Mise à profit des bienfaits de la zoothérapie
Par Abigail Pugh
Hiver 2004-2005, Vol 8 nº2
Des professionnels et des chercheurs du domaine de la santé mentale confirment ce que les propriétaires d’un animal domestique savent depuis toujours : les liens avec les animaux sont bénéfiques à bien des niveaux du point de vue psychosocial et pour la santé mentale. Ces bienfaits sont de plus en plus exploités par les programmes de mise en œuvre de la zoothérapie, surtout dans le cadre de la santé mentale.

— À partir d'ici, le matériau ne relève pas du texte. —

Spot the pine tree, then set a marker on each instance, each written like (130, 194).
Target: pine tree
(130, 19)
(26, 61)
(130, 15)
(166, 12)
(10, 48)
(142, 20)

D’après la Delta Society, organisme situé à Bellevue dans l’État de Washington qui prône cette méthode, la zoothérapie est une intervention axée sur des objectifs dans laquelle un animal répondant à des critères précis devient partie intégrante d’un traitement dirigé par un professionnel de la santé ayant des connaissances spécialisées. La zoothérapie se distingue ainsi d’autres activités moins structurées et plus récréatives dans lesquelles une personne et un animal se retrouvent ensemble, par exemple, l’équitation. L’objectif de la zoothérapie en santé mentale est d’améliorer la capacité d’interaction verbale et d’attention, la relaxation et l’estime de soi, et de réduire l’angoisse, la dépression et la solitude.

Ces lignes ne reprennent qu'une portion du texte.